Thursday, July 28, 2005

Dr. Daman

J.D.: Mr. Daniels, some fluid has gathered in your heart, so I'm going to schedule a pericardial centesis and drain it with a needle.
Mr. Daniels: Someone's going to stick a needle in my chest?
J.D.: Not just someone; Dr. Daman
Mr. Daniels: Who's Dr. Daman?
J.D.: ...Say it - -say it without the Dr.
Mr. Daniels: Who's Mr. Daman
J.D.: No, just say the last name.
Mr. Daniels: Who's Da Man?
J.D.: I'M THE MAN!
[laughs]
J.D.: It was awesome - it was fun doing that with you.

Good scene. Anyway, this doctor had fun yesterday when he got stomach goop all over his shoes. I was adjusting my patients nasogastric tube (drains the stomach out the nose) when it leaked out the backside. A nice, viscous, green goo with food chunks in it... mmm... food chunks.

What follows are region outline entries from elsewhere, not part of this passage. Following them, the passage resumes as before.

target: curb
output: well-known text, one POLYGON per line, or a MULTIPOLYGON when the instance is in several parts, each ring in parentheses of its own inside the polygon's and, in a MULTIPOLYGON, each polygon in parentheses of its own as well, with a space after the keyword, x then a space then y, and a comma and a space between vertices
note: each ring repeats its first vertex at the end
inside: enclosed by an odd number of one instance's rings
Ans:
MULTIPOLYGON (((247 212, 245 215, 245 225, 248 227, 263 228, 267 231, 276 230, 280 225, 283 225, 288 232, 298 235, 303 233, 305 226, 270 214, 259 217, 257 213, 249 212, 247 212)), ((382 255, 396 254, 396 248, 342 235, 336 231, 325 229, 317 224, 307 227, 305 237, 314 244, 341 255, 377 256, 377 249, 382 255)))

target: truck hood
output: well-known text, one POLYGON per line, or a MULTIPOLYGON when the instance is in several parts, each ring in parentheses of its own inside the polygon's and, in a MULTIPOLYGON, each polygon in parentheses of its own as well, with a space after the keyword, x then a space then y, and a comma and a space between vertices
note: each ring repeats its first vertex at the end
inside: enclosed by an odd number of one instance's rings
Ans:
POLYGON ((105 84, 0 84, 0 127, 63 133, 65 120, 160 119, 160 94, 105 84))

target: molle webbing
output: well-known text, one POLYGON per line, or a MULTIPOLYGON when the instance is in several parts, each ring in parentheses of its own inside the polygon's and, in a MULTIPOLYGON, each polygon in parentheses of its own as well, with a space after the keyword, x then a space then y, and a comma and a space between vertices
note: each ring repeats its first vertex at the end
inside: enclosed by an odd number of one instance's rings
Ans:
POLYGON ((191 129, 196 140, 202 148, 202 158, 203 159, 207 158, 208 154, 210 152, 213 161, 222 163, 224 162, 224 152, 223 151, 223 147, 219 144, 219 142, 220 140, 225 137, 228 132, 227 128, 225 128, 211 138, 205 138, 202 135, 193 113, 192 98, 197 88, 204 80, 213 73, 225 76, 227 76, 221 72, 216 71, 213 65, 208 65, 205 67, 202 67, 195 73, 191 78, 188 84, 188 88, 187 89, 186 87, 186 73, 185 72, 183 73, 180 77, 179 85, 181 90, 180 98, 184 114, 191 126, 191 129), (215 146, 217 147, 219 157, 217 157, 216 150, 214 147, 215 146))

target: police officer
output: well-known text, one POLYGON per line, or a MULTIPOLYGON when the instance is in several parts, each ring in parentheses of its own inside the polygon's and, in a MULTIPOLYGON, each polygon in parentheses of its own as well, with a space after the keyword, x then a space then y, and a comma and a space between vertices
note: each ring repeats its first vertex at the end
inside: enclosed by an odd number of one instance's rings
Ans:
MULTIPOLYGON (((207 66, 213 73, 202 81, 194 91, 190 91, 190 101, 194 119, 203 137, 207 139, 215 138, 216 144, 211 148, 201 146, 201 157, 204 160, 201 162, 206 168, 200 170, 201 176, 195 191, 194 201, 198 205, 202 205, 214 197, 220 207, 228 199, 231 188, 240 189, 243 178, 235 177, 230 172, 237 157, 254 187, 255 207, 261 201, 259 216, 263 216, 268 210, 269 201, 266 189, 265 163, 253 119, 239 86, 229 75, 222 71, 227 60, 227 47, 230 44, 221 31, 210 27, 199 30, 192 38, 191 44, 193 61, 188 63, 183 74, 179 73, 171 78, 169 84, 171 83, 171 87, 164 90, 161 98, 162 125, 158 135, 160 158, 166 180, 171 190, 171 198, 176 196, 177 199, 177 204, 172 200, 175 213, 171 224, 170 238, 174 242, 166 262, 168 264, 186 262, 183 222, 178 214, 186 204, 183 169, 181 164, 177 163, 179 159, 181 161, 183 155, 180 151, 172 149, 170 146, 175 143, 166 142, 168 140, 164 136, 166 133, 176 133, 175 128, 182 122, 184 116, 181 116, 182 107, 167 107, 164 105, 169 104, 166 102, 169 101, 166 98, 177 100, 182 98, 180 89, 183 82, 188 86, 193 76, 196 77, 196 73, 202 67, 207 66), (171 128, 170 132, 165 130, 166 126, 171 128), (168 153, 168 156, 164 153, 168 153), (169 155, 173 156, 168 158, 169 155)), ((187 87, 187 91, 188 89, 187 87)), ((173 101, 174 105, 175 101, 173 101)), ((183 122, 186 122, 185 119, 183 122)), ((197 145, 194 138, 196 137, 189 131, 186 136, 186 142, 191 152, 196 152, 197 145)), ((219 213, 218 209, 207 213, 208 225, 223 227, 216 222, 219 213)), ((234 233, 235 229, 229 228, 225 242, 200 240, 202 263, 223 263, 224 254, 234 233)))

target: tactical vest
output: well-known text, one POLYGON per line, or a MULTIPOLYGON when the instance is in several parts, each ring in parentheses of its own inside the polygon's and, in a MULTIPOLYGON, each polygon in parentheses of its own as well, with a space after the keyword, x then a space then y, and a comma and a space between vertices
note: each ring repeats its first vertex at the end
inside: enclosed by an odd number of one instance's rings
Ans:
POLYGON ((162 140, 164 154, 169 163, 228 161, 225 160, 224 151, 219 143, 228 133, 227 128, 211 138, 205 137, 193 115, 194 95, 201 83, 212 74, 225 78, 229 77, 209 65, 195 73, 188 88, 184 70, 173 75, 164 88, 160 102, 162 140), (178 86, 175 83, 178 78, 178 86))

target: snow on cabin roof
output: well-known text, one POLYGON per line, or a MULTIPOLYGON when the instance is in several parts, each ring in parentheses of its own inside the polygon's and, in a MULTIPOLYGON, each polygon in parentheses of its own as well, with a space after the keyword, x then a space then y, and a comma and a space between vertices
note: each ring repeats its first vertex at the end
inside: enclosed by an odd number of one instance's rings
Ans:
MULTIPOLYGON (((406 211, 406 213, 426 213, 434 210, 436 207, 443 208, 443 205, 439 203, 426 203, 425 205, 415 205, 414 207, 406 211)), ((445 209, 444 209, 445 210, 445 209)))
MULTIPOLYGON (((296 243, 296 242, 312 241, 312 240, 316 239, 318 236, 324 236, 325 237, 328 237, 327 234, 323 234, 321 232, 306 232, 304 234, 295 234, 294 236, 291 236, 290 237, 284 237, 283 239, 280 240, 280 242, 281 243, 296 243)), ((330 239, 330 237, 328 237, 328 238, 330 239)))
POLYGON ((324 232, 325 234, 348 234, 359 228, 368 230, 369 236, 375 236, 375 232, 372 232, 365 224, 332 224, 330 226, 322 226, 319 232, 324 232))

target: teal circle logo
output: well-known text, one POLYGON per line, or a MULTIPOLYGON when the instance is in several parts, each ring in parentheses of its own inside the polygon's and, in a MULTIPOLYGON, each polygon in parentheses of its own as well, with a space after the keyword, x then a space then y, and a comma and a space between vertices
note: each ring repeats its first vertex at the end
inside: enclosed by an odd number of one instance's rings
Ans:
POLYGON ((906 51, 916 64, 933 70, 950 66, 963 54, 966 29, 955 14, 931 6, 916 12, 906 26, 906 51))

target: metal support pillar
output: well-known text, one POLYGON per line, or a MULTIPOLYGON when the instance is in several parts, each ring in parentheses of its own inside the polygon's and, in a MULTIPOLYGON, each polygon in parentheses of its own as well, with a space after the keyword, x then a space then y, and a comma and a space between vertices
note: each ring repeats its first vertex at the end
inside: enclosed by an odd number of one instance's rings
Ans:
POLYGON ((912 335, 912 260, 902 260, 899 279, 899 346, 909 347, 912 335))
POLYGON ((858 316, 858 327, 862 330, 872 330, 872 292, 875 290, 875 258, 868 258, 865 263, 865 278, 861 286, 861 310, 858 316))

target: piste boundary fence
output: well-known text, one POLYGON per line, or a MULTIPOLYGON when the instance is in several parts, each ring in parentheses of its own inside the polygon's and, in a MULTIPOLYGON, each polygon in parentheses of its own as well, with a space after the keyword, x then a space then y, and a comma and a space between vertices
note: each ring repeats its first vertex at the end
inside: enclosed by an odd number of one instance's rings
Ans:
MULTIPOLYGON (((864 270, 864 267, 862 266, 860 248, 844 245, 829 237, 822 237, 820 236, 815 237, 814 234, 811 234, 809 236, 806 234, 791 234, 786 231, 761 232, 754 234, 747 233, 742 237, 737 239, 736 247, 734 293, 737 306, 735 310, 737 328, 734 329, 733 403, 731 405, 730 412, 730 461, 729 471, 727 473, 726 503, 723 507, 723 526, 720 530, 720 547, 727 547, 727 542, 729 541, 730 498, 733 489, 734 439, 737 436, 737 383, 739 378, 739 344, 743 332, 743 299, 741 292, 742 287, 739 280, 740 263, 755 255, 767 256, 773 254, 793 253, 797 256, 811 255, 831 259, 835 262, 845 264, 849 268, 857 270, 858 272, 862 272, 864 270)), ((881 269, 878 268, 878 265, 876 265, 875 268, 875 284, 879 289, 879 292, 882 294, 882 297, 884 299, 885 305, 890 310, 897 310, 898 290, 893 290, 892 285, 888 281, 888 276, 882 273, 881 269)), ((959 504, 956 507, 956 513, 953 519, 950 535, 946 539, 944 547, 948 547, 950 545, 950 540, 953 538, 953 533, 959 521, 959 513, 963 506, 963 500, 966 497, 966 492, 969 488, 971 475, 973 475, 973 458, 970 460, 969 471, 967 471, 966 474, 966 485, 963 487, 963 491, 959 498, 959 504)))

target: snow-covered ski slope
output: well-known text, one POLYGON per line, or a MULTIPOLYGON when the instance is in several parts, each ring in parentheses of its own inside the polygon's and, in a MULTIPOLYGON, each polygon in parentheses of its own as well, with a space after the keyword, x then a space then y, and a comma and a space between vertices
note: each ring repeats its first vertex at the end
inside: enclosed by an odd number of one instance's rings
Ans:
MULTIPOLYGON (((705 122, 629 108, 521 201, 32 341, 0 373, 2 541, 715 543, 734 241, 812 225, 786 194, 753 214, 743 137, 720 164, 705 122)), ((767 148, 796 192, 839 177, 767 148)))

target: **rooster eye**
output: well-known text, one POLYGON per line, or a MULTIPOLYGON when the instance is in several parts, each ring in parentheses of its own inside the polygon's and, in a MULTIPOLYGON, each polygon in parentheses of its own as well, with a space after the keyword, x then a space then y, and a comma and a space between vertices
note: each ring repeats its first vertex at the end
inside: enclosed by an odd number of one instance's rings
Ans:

Anyway, I got into the hospital today and the patient apparently sundowned last nights (Websters definition: old fogey going nutty when the sun goes down) and pulled the damn thing out. So after getting gooped, she was inconsiderate enough to destroy my work. Then this morning she was back to her sane self and acting like nothing happened. She did put her hand over he nose when I walked in, though.

Wednesday, July 20, 2005

Coffee Cups

Mankind has been drinking beverages from cups millenia. Centuries ago the problem of drinking on the go was solved by the creation of the canteen. So why is it that in the year 2005 coffee shops can only provide coffee cup covers that drip and leak all over the place? Anyone that has ever gotten a coffee from Starbucks knows what I'm talking about - after that first delicious sip there is a steady stream of coffee flowing down from under the cover and onto your hand.

I officially completed my first month of residency yesterday, and so far I have managed to avoid getting stained with blood, puke, feces, snot, and a variety of other disgusting body fluids. So why is it that I can't keep my coat clean? Well, these crappy cups and doctors' white coats just don't go together. I have splotches of light brown on both of my coats right around the sleeves, which is great when you reach over a patient to examine them. Apparently the hospital offers a complimentary dry cleaning service for white coats, but you have to turn them in by Thursday to get them the following thursday, and I keep forgetting.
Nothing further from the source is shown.